AWS-based managed cluster requiring PVs fails to be deployed

Note

The issue below affects only the Kubernetes 1.18 deployments and is fixed in the Cluster release 7.0.0 that introduces support for Kubernetes 1.20.

On a management cluster with multiple AWS-based managed clusters, some clusters may fail to complete the deployments that require persistent volumes (PVs), for example, Elasticsearch. Some of the affected pods may get stuck in the Pending state with the pod has unbound immediate PersistentVolumeClaims and node(s) had volume node affinity conflict errors.

Warning

The below issue resolution applies to HA deployments where data can be rebuilt from replicas.
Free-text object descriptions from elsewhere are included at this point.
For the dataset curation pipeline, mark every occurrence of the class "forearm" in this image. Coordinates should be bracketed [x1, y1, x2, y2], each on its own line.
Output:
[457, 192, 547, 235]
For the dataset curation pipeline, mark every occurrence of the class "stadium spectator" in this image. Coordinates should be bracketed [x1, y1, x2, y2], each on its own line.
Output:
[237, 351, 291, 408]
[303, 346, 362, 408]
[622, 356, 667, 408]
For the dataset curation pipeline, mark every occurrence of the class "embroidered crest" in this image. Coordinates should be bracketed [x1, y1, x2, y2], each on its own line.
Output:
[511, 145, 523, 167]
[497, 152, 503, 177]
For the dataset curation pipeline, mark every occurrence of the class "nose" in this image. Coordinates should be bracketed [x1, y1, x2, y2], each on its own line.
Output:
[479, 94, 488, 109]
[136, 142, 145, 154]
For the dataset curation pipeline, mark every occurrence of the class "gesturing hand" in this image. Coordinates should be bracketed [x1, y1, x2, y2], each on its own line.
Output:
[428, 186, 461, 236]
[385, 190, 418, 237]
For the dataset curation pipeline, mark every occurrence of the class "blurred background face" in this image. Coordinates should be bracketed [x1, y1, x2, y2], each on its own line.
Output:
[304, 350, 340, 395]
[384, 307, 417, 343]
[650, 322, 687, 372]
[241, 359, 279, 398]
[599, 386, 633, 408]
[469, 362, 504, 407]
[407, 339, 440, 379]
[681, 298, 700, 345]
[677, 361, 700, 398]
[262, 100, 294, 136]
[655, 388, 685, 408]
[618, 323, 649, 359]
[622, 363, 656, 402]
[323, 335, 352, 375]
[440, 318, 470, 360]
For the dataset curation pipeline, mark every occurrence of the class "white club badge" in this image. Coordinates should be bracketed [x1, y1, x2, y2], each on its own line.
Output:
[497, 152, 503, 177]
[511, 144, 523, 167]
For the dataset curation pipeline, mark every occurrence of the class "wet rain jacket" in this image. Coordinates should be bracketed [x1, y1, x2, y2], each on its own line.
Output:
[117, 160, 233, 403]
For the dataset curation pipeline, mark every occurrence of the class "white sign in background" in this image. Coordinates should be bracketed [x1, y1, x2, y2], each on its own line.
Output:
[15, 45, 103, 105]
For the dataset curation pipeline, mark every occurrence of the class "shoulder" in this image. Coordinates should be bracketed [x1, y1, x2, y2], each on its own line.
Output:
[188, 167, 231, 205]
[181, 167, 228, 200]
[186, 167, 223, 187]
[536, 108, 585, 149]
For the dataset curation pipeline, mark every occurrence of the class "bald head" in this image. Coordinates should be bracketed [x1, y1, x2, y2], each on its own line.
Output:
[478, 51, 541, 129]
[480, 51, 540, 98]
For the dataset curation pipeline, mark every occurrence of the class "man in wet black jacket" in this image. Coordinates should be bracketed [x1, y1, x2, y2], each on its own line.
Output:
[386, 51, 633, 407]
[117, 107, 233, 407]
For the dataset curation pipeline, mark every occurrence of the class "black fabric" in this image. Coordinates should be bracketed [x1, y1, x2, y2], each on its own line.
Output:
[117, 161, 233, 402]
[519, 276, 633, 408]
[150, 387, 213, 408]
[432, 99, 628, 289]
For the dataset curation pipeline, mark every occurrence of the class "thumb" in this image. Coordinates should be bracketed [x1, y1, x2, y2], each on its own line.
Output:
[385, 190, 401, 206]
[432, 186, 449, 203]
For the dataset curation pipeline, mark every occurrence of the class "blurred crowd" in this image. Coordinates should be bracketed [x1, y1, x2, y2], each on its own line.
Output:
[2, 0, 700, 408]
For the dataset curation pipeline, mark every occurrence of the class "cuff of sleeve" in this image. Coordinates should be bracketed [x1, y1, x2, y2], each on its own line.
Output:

If you have a non-HA deployment, back up any existing data before proceeding, since all data will be lost while applying the issue resolution.

To apply the issue resolution:

  1. Obtain the persistent volume claims related to the storage mounts of the affected pods:

    kubectl get pod/<pod_name1> pod/<pod_name2> \
    -o jsonpath='{.spec.volumes[?(@.persistentVolumeClaim)].persistentVolumeClaim.claimName}'
    

    Note

    In the above command and in the subsequent step, substitute the parameters enclosed in angle brackets with the corresponding values.

  2. Delete the affected Pods and PersistentVolumeClaims to reschedule them. For example, for StackLight:

    kubectl -n stacklight delete \
    
      pod/<pod_name1> pod/<pod_name2> ...
      pvc/<pvc_name2> pvc/<pvc_name2> ...